Зелик еще больше побледнел. Он отбросил пушку, схватил бутылку с горящим шнуром за горлышко и кинулся к кузнецам.

— Зелик, куда? — крикнул Берка.

— Стой, Зелик! — крикнул Мейлах. — Взорвет!

Тут вдруг раздался грохот и гром, что-то ударило меня по руке, и я упал. Ну, а дальше-то я не помню ничего.

Пришел я в себя только на другой день в больнице.

Рядом на койке стонал Ошер. Он стонал, кричал, бредил, плакал. Ему было от чего плакать: раздробило ногу. Я-то все-таки выздоровел, а Ошер на всю жизнь остался калекой, хромым.

Зелика убило на месте. Его хоронили на другой день.

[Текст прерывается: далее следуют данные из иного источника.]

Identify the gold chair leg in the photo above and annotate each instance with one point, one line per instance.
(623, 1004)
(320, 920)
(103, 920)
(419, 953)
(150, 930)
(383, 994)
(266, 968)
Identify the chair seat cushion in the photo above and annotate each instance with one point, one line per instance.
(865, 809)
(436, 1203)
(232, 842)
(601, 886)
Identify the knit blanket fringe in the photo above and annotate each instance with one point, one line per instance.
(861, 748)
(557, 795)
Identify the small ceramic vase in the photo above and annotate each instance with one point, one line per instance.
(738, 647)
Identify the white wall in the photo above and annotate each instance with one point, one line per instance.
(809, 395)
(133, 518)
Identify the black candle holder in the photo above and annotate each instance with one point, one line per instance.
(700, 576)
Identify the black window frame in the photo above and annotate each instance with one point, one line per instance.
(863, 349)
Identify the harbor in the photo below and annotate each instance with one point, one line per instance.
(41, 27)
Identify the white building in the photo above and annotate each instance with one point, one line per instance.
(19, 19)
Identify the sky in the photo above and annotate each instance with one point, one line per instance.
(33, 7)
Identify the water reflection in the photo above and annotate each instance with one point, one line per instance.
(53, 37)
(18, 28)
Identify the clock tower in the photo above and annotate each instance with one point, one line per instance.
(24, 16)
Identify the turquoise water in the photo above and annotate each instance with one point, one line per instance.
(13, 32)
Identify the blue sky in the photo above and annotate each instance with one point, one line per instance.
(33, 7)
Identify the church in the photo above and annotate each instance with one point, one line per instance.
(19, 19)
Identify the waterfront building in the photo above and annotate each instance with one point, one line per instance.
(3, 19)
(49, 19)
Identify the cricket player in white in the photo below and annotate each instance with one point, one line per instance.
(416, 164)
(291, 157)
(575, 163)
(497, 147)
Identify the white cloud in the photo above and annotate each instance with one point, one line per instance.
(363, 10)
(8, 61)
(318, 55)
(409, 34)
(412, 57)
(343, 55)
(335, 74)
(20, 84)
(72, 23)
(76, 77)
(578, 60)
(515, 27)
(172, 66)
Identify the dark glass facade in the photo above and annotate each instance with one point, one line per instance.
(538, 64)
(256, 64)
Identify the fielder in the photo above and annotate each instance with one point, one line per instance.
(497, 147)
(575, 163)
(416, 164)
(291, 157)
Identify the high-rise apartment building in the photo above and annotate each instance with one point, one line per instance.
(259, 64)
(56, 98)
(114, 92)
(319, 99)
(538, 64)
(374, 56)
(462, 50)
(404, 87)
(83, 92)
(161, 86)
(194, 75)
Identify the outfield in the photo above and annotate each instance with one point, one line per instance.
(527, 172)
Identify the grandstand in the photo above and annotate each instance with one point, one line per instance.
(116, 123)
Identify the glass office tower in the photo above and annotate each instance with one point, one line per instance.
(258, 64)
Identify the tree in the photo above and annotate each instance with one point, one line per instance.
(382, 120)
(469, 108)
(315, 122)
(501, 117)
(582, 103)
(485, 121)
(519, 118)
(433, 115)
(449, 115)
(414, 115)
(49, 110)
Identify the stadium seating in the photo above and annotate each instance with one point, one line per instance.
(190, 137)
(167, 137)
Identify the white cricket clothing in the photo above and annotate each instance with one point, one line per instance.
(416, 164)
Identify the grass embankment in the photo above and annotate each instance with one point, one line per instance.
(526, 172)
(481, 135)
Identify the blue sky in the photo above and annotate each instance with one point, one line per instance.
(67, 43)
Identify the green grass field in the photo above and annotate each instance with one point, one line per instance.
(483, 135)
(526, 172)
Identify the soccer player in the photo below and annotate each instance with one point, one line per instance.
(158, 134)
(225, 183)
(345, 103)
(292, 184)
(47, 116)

Берку и Мотьку таскали к коменданту. С них взяли слово, что не будет больше боев, не то — тюрьма. Мотька и Берка поклялись, что не будет боев.

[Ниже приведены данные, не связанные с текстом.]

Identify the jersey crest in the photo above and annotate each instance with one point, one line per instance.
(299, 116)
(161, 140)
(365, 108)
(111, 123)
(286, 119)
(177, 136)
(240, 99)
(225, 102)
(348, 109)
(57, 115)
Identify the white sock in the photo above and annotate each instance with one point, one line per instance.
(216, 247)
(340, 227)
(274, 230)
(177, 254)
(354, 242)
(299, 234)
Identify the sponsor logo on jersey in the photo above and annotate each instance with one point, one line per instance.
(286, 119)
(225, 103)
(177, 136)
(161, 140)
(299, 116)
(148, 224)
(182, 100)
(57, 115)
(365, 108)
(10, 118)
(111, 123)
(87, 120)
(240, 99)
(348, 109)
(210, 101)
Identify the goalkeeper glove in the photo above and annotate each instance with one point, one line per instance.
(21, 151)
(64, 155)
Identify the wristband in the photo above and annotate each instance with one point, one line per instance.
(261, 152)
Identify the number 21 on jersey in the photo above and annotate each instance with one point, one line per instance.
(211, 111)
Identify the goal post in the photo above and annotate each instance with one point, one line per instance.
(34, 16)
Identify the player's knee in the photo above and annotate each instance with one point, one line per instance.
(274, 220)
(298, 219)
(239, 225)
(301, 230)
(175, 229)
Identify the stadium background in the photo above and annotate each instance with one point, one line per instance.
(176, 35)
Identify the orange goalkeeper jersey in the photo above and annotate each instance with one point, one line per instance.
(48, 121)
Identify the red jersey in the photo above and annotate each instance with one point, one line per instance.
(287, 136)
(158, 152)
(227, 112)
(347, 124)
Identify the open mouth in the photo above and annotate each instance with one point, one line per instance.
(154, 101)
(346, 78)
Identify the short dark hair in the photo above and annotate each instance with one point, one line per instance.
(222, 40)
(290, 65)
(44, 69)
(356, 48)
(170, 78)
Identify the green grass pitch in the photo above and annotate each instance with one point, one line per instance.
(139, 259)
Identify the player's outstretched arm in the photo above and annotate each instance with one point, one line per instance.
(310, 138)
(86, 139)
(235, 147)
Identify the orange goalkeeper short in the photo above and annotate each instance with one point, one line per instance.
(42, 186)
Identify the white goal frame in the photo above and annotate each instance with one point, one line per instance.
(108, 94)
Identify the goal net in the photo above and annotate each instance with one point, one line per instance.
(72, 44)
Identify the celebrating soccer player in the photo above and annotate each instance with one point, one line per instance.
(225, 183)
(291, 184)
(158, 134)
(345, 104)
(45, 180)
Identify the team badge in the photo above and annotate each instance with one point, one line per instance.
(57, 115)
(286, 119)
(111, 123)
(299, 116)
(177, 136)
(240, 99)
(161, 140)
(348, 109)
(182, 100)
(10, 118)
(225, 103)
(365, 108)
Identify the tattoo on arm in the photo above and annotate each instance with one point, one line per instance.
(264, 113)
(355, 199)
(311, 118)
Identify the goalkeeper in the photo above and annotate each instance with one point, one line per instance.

И верно, в нашем местечке потешных боев больше не было.

Глава седьмая

Беспризорники

Разговор о беспризорных начался с того, что Иеня Малиновский однажды вместо «чуть» сказал «чуч».

Эго было во время перерыва. Вокруг сидело много ребят из младших классов, почти все бывшие беспризорники.

— Не чуч, а чуть, — поправил Иеню Ледин.

Иеня рассмеялся.

— Что поделаешь? — сказал он, — плохо я говорю по-русски. Теперь-то еще ничего, а посмотрели бы вы меня года два назад, когда я только приехал в Ленинград. Я тогда по-русски ни «бе», ни «ме».

— Тебя кто-нибудь сюда привез? — спросил Ледин.

— Нет, — сказал Иеня, — один приехал. В том-то и штука, что один приехал. Сошел я, помню, с поезда, вышел на улицу, стою и глазами хлопаю. Не знаю, что делать. У меня тут есть сестра двоюродная, Ита. Я думал, что Ленинград — местечко вроде Калинковичей. Весь город в две-три улицы, и все друг друга знают. Сойдешь с поезда, спросишь, где тут живет Ита, и тебе враз укажут: вон в том доме, у колодца. А тут — на тебе. Большие дома, улиц много, народу полно, все куда-то спешат, а спросить не у кого. Вижу я, что по улицам ходят поезда без паровозов и все садятся в эти поезда. Я тоже сел. Проехал я немного, подходит ко мне кондуктор и говорит: «Билет». Я достаю из шапки свой железнодорожный билет и подаю. Кондуктор посмотрел билет и что-то сказал, но я не понял что.

— Вас зогг ир?[37] — спросил я.

— Билет, билет, — повторил кондуктор.

— Нат айх дем билет[38] — сказал я и снова сунул ему свой железнодорожный билет.

Но кондуктор рассердился, выбросил мой билет на улицу, остановил вагон и велел мне сойти.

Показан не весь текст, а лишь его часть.